O Tribunal Regional Federal da 1ª Região (TRF1) determinou que a União faça reparações econômicas mensais e pague uma indenização de R$ 400 mil por danos morais por causa de perseguição, prisão e tortura que a ex-presidente da República Dilma Rousseff sofreu na ditadura militar. O acordão com o entendimento unânime da Corte foi disponibilizado nesta quinta-feira (18/12).
A condição de anistiada política foi tida como um fato incontroverso que já havia sido reconhecido pelo Ministério dos Direitos Humanos e da Cidadania em um ato administrativo superveniente (em agosto de 2025), ou seja, tomado após o início do processo. A discussão central, então, passou a ser relativa às reparações devidas.

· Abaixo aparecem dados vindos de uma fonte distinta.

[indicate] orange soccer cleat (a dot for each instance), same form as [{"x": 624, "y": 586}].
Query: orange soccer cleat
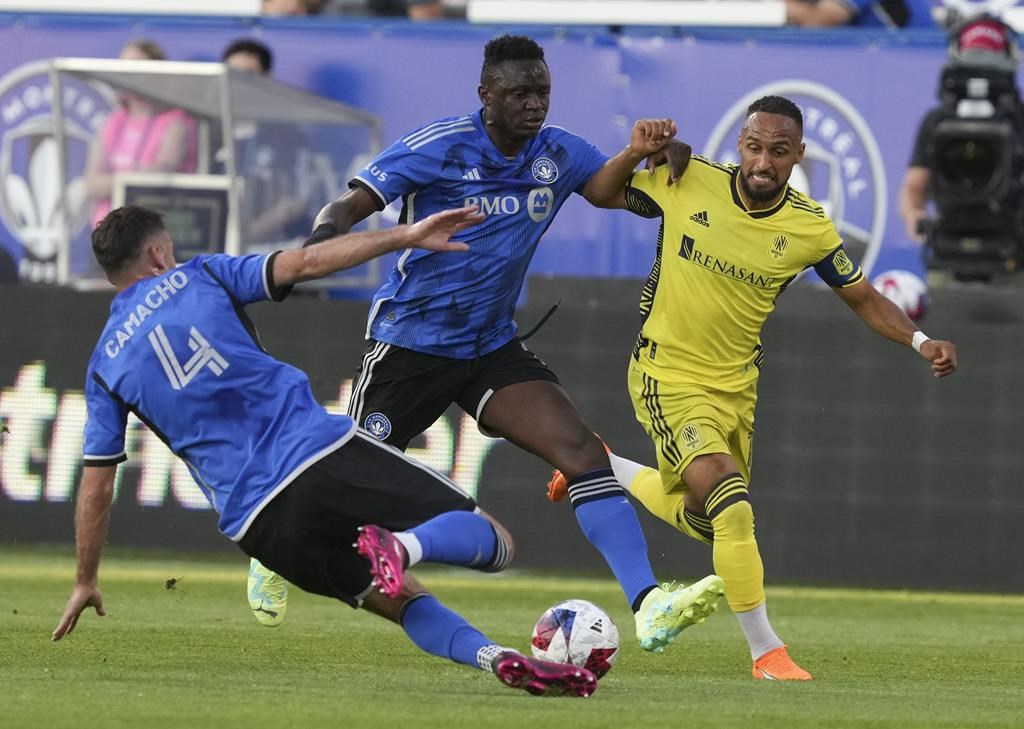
[
  {"x": 777, "y": 666},
  {"x": 558, "y": 486}
]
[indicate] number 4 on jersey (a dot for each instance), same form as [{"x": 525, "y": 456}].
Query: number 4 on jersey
[{"x": 180, "y": 375}]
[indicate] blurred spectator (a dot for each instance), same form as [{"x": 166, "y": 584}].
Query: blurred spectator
[
  {"x": 893, "y": 14},
  {"x": 8, "y": 269},
  {"x": 271, "y": 160},
  {"x": 286, "y": 7},
  {"x": 414, "y": 9},
  {"x": 139, "y": 135}
]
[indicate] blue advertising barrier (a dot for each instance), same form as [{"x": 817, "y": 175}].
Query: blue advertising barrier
[{"x": 862, "y": 95}]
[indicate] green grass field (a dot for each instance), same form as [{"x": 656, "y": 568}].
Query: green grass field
[{"x": 195, "y": 657}]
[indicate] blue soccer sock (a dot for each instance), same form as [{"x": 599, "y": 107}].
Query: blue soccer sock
[
  {"x": 611, "y": 525},
  {"x": 441, "y": 632},
  {"x": 459, "y": 538}
]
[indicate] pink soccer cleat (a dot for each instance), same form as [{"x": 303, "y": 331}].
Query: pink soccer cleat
[
  {"x": 386, "y": 555},
  {"x": 543, "y": 678}
]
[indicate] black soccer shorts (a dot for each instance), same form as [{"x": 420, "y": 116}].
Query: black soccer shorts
[
  {"x": 398, "y": 393},
  {"x": 306, "y": 532}
]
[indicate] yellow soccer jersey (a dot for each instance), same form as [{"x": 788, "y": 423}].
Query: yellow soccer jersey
[{"x": 719, "y": 269}]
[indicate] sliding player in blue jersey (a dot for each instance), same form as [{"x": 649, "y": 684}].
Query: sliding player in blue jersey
[
  {"x": 440, "y": 328},
  {"x": 295, "y": 486}
]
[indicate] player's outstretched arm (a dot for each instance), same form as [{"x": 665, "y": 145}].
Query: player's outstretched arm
[
  {"x": 676, "y": 155},
  {"x": 889, "y": 319},
  {"x": 339, "y": 216},
  {"x": 92, "y": 517},
  {"x": 340, "y": 252},
  {"x": 605, "y": 188}
]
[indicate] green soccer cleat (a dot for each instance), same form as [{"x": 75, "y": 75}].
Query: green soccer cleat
[
  {"x": 665, "y": 612},
  {"x": 267, "y": 595}
]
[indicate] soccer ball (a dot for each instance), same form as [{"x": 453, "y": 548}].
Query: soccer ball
[
  {"x": 577, "y": 632},
  {"x": 904, "y": 289}
]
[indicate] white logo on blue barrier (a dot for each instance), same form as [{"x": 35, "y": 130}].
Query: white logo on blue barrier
[
  {"x": 842, "y": 167},
  {"x": 30, "y": 194}
]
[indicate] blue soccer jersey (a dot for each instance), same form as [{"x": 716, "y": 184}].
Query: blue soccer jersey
[
  {"x": 178, "y": 352},
  {"x": 460, "y": 305}
]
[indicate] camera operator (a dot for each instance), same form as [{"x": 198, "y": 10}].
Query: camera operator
[{"x": 955, "y": 170}]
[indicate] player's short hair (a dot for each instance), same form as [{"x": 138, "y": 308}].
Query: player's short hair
[
  {"x": 118, "y": 239},
  {"x": 780, "y": 105},
  {"x": 253, "y": 47},
  {"x": 506, "y": 48}
]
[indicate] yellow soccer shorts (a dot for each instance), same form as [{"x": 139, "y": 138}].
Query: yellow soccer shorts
[{"x": 686, "y": 421}]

Dilma também já havia sido reconhecida como anistiada em diversos estados — Rio Grande do Sul, Minas Gerais, Rio de Janeiro e São Paulo — por isso a União argumentava que novas reparações e indenizações configurariam bis in idem, ou seja, o Estado brasileiro estaria pagando duas vezes pelos mesmos fato.
O TRF1, no entanto, entendeu que se tratam de responsabilidades distintas e que as anistias estaduais não excluem a responsabilidade da União.
O acórdão aceita o argumento de que as anistias estaduais repararam atos de exceção cometidos por agentes daqueles estados específicos. Já a anistia federal baseia-se na responsabilidade política nacional da União em reconhecer o regime de exceção como um todo.
Além disso, foi estabelecido que os fundamentos jurídicos são distintos, com anistia federal tendo um caráter mais amplo de desculpas oficiais do Estado brasileiro e reparação integral, o que afasta a vedação de acumulação no Art. 16 da Lei de Anistia.
Dilma manteve as indenizações estaduais já recebidas e garantiu o direito à reparação econômica federal mensal (que corrige o valor de sua aposentadoria/pensão) e à indenização por danos morais paga pela União, pois estas cobrem a responsabilidade do Governo Federal pelas perseguições sofridas em âmbito nacional.
A tese da União de que o direito estaria prescrito foi rejeitada. O tribunal reafirmou que ações de danos morais por violação de direitos humanos na ditadura são imprescritíveis (Súmula 647 do STJ).
Para o relator do caso, o desembargador federal João Carlos Mayer Soares, a situação vivida pela então militante política foi de “excepcional gravidade”, “marcada por reiterados e prolongados atos de perseguição política, prisões ilegais e submissão sistemática da autora a torturas físicas e psicológicas praticadas por agentes em distintos órgãos repressivos e em diferentes Unidades da Federação, ao longo de extenso período”.
“Conforme detalhado nos depoimentos prestados ainda à época dos fatos e reiterados perante comissões oficiais de apuração, a autora foi submetida a sessões sucessivas de choques elétricos, pau-de-arara, palmatória, afogamento, nudez forçada, isolamento absoluto, ameaças de morte e de mutilação, privação de sono e de alimentos”, escreveu Soares.
Para o desembargador federal Flávio Jardim, que concordou totalmente com o relator do caso, o que Dilma sofreu “foi brutal, desumano e absolutamente inadmissível”.
Ele afirma, em seu voto, que os depoimentos desde a época dos acontecimentos, depois confirmados por comissões oficiais, mostram um “verdadeiro festival de crueldade”.
“Não se trata de excessos isolados, mas de uma sequência deliberada de atos de tortura, praticados com frieza, que deixaram marcas físicas permanentes — como danos na arcada dentária e hemorragias no útero — e feridas psicológicas profundas, típicas de quem foi submetido a tortura institucionalizada”, afirmou Jardim.
“É um retrato estarrecedor de violência estatal que não pode ser relativizado, minimizado ou esquecido”, disse ele.